The cloudlb servers have a special setup in which they are connected like this:
- to wikiland production networks (10.x) natively (default)
- to cloud-private subnets (172.20.x) on a VLAN interface.
- to the internet via BGP using a VIP through the cloud-private VLAN.
This VIP can receive traffic to the internet. But as of this writing, the return traffic will use the default route on the host, which is the wikiland production network. Therefore the traffic never returns because the asymmetric routing.
When we were originally thinking about this project we already anticipated this problem, see https://wikitech.wikimedia.org/wiki/Wikimedia_Cloud_Services_team/EnhancementProposals/Iteration_on_network_isolation#Default_route_for_servers_connected_to_cloud-private
The options to address this include:
Option 1
Change the default native network to be cloud-private rather than wikiland production.
Option 2
Introduce a VRF / l3mdev in cloudlb servers, to allow having 2 separate routing tables with 2 different default routes.

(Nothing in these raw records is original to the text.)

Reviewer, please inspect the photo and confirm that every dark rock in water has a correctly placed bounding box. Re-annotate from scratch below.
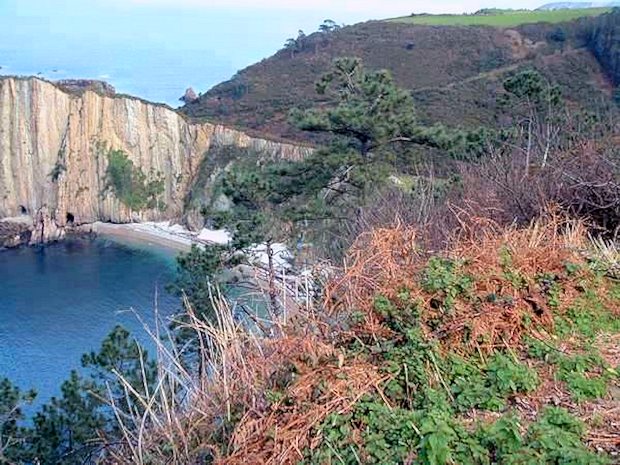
[0,221,32,249]
[56,79,116,97]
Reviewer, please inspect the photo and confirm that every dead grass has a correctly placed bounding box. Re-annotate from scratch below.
[106,212,620,465]
[326,212,608,351]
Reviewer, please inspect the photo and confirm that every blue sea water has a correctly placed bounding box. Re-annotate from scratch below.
[0,239,179,405]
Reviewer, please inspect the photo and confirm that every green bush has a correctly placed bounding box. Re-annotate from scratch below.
[106,149,166,211]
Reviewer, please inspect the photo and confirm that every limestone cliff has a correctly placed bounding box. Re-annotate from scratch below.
[0,78,309,240]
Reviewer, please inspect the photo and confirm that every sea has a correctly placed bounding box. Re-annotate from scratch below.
[0,238,180,410]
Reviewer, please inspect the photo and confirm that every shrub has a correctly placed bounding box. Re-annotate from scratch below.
[106,149,166,211]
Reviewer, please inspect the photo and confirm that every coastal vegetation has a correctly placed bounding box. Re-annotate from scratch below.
[0,7,620,465]
[389,8,612,27]
[104,145,166,211]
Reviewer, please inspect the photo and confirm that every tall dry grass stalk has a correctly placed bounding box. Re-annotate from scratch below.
[104,212,618,465]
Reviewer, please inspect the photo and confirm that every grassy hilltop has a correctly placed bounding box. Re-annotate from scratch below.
[182,9,620,140]
[388,8,612,27]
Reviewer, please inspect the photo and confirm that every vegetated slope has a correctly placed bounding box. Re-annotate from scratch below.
[591,9,620,85]
[390,8,611,27]
[182,14,619,139]
[105,215,620,465]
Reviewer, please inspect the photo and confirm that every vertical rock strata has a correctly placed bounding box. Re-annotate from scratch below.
[0,78,309,240]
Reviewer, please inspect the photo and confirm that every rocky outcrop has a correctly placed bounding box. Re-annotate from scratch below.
[0,78,310,241]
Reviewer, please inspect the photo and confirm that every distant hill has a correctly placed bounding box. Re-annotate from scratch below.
[181,12,620,140]
[537,1,620,11]
[389,6,611,28]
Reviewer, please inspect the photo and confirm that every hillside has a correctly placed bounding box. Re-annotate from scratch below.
[390,7,611,27]
[0,77,307,246]
[181,11,620,139]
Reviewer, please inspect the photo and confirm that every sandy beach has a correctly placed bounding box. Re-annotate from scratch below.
[93,222,204,252]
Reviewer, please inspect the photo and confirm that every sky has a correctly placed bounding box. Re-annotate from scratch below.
[0,0,544,106]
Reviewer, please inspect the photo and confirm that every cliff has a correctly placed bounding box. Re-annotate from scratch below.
[0,78,310,241]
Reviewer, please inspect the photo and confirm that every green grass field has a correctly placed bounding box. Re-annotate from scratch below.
[388,8,611,27]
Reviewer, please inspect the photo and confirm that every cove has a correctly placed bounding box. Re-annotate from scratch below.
[0,238,180,407]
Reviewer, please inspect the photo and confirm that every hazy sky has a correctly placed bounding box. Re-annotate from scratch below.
[0,0,544,103]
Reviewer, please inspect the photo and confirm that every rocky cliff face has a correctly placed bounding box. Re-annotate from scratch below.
[0,78,309,240]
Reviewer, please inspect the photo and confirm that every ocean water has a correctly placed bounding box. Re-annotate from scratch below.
[0,239,180,405]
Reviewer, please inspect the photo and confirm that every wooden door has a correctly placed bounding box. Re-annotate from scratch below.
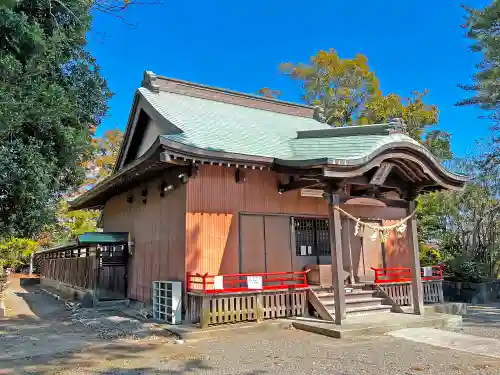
[360,221,384,281]
[239,215,266,273]
[264,215,293,272]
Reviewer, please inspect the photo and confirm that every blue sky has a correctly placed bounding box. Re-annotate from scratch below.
[89,0,489,156]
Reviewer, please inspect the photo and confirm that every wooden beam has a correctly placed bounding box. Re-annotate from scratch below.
[407,200,424,315]
[340,195,408,208]
[327,188,346,325]
[278,179,319,193]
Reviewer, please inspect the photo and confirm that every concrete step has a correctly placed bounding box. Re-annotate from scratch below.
[345,283,374,290]
[345,305,392,316]
[315,289,375,301]
[328,305,391,316]
[321,297,384,309]
[293,312,462,338]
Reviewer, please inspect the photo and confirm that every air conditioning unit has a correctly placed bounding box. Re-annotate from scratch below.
[153,281,182,324]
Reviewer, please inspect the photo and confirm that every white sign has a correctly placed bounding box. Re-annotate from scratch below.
[247,276,262,290]
[300,189,323,198]
[424,267,432,277]
[300,245,307,255]
[214,276,224,290]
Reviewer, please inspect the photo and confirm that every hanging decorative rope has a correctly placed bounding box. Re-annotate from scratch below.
[333,206,416,243]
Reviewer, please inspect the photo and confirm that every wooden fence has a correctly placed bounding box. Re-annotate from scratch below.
[40,256,99,289]
[377,280,444,306]
[186,288,307,328]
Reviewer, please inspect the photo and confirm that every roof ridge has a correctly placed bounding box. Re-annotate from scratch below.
[296,121,407,139]
[142,71,314,118]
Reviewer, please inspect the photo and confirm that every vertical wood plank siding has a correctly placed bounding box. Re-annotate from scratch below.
[103,179,187,303]
[186,165,412,274]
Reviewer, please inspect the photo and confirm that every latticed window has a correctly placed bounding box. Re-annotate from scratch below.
[294,217,330,256]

We will need to instrument the services to use the right VRF for their operations, this includes:
- Bird BGP session with cloudsw. @cmooney has validated that BIRD can work in this setup.
- HAproxy backend connectivity
A VRF is what cloudgw uses for similar reasons.
Option 3
Introduce a linux netns. Similar to option 2 but more transparent to Bird / HAproxy.
Option 4
Some kind of magic or hack to allow the asymmetric routing, disable reverse path filter somewhere etc.